Ms. DeTiberus arranged for the SOA Creative Writing program to have two fantastic guest poets last week.
Nationally renowned poet and Antioch College MFA Professor, Richard Garcia, visited the 8th grade creative writing class on Friday, April 8. Garcia invited the students to embrace the surrealistic qualities of the prose poem, as well to think about this form as the modern equivalent to fables and parables. He said many of their writing prompts were certifiable and crazy enough to be fine prose poems, and that the work he saw in class was stronger than work he’s seen from college students! Here is his complete bio:
Richard Garcia won the 2016 Press 53 award for his book, Porridge, published in March of 2016. His book, The Other Odyssey, from Dream Horse Press, won the American Poetry Journal Book Award for 2014, and The Chair, from BOA, was published in 2015. His poems have appeared in many journals, including The Georgia Review and Spillway, and in anthologies such as The Pushcart Prize and Best American Poetry. He lives in Charleston, S.C. He is on the staff of the Antioch Low Residency MFA in Los Angeles.

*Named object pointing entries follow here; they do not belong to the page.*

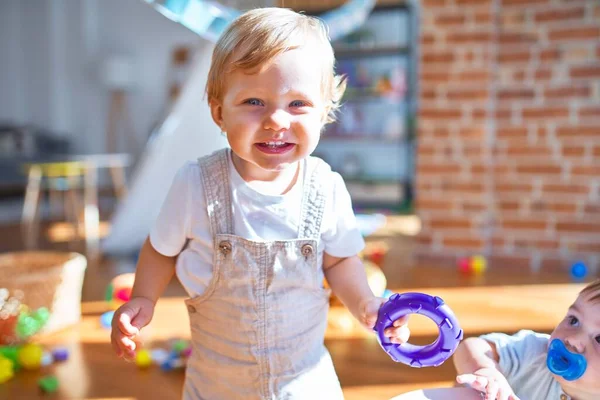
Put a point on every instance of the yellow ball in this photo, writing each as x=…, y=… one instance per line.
x=6, y=369
x=30, y=356
x=143, y=359
x=478, y=264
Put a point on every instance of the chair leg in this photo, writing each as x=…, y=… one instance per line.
x=30, y=216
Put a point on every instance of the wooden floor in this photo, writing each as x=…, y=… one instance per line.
x=498, y=300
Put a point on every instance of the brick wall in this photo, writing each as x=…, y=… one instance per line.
x=509, y=131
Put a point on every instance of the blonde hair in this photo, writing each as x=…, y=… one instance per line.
x=593, y=287
x=259, y=35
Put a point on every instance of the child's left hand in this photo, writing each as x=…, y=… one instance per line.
x=369, y=309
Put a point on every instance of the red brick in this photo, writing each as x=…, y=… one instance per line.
x=427, y=38
x=541, y=205
x=468, y=38
x=508, y=205
x=524, y=188
x=550, y=55
x=516, y=94
x=577, y=131
x=437, y=57
x=464, y=187
x=587, y=71
x=543, y=75
x=463, y=243
x=592, y=170
x=512, y=38
x=469, y=95
x=536, y=244
x=567, y=92
x=539, y=169
x=450, y=19
x=508, y=261
x=435, y=3
x=448, y=223
x=524, y=224
x=440, y=113
x=523, y=2
x=560, y=14
x=556, y=188
x=575, y=33
x=514, y=57
x=579, y=227
x=510, y=132
x=438, y=169
x=433, y=204
x=587, y=112
x=435, y=77
x=545, y=112
x=529, y=151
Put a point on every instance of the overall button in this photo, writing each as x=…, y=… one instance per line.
x=225, y=247
x=307, y=250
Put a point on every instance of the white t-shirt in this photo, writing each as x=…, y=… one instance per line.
x=523, y=363
x=183, y=227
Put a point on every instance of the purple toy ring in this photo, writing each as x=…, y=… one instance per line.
x=432, y=307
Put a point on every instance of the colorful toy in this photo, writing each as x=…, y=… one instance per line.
x=143, y=359
x=30, y=356
x=119, y=290
x=432, y=307
x=472, y=265
x=579, y=270
x=48, y=384
x=7, y=370
x=60, y=354
x=106, y=319
x=562, y=362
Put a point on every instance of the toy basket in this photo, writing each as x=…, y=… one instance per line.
x=44, y=279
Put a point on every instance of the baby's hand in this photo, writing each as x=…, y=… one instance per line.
x=127, y=322
x=489, y=381
x=369, y=309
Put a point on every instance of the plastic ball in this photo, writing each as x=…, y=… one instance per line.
x=478, y=264
x=180, y=345
x=7, y=370
x=106, y=319
x=143, y=359
x=579, y=270
x=48, y=384
x=60, y=354
x=464, y=265
x=30, y=356
x=47, y=359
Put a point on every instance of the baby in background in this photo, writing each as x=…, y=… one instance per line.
x=508, y=367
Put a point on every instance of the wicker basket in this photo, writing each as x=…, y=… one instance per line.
x=47, y=279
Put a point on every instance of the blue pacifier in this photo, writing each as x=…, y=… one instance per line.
x=562, y=362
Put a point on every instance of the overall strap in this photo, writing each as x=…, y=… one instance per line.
x=214, y=170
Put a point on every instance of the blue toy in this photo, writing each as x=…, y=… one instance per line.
x=562, y=362
x=432, y=307
x=579, y=270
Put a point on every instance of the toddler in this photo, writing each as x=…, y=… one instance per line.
x=252, y=231
x=514, y=367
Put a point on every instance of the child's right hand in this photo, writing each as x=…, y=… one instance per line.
x=489, y=381
x=127, y=322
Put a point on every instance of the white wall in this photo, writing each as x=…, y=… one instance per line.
x=51, y=50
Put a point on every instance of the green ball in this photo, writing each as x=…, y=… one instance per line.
x=48, y=384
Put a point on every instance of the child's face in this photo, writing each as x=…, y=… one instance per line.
x=580, y=331
x=273, y=117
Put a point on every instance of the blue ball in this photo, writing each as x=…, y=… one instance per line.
x=106, y=319
x=579, y=270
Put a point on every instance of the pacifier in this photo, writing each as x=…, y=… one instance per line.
x=562, y=362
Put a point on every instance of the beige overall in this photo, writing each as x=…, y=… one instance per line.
x=258, y=329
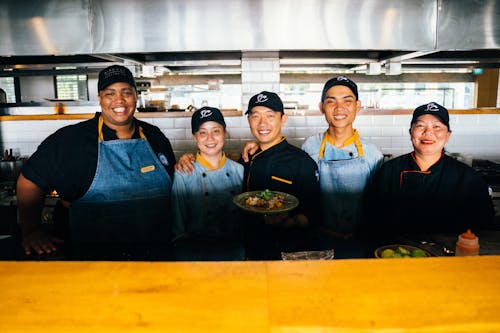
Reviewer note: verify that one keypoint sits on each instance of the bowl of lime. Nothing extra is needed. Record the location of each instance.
(400, 251)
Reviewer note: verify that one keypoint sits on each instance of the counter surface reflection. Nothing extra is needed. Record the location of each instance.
(437, 294)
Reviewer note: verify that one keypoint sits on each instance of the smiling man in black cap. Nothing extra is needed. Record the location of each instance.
(280, 166)
(426, 191)
(346, 164)
(113, 173)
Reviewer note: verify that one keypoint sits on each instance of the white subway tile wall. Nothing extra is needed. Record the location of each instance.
(477, 136)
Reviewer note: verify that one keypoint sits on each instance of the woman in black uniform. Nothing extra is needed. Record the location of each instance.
(427, 191)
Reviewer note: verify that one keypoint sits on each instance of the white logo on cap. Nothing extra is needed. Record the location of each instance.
(432, 107)
(261, 98)
(205, 113)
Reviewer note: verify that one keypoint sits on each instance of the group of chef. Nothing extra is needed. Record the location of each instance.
(122, 197)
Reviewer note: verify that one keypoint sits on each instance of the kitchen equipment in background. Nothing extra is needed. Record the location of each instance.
(155, 99)
(10, 167)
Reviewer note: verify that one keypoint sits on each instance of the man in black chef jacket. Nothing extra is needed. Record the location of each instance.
(279, 166)
(114, 175)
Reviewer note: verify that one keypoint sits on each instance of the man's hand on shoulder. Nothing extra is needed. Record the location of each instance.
(185, 163)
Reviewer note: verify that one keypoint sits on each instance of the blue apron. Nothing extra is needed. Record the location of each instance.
(343, 178)
(128, 201)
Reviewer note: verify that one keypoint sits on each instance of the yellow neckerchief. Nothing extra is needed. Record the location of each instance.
(101, 136)
(200, 159)
(353, 139)
(281, 140)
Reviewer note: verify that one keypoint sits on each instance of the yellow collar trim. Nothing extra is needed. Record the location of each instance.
(200, 159)
(353, 139)
(101, 136)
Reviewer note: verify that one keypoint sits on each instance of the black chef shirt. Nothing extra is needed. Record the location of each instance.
(284, 168)
(66, 161)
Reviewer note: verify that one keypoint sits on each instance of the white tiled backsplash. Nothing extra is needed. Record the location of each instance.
(474, 135)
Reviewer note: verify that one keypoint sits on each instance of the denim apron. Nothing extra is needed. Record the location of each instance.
(343, 178)
(128, 201)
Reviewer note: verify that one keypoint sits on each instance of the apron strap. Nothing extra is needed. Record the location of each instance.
(353, 139)
(101, 136)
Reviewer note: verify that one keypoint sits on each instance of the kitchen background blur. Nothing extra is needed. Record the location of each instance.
(189, 53)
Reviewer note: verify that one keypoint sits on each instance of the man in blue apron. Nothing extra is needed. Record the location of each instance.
(114, 175)
(346, 163)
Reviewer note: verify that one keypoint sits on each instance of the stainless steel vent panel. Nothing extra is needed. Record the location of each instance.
(469, 24)
(199, 25)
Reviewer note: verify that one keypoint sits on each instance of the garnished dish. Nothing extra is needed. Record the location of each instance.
(266, 202)
(400, 251)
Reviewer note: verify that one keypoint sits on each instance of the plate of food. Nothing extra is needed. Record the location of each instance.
(400, 251)
(266, 202)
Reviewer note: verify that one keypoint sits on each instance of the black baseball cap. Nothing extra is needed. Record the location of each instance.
(432, 108)
(205, 114)
(267, 99)
(113, 74)
(340, 81)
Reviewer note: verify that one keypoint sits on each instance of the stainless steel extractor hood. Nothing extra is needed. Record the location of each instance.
(349, 34)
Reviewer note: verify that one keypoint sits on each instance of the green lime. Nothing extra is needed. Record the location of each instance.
(387, 253)
(417, 253)
(402, 250)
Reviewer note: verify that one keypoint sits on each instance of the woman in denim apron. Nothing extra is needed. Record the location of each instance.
(115, 186)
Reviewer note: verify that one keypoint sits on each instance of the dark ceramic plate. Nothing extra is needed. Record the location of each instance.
(290, 202)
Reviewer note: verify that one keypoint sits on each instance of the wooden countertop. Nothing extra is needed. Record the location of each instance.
(441, 294)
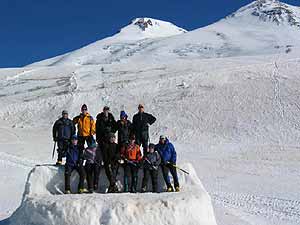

Poet and College of Charleston/Murray State University Creative Writing Professor, Gary Jackson, taught and led an inspiring discussion with 6th and 7th Grade Creative Writing majors on Tuesday, April 5th. At this gathering, Jackson presented a lecture about Comic Books and Superheroes in Poetry. He also discussed pop culture in poetry, persona poems, and diction. Here is his complete bio:
Born and raised in Topeka, Kansas, Gary Jackson is the author of the poetry collection Missing You, Metropolis, which received the 2009 Cave Canem Poetry Prize. His poems have appeared in Callaloo, Tin House, 32 Poems, Crab Orchard Review, and elsewhere. He is the recipient of both a Cave Canem and Bread Loaf fellowship, and an associate poetry editor at Crazyhorse. He currently teaches as an Assistant Professor at the College of Charleston in Charleston, SC and at the low-residency MFA program at Murray State University in Murray, Kentucky.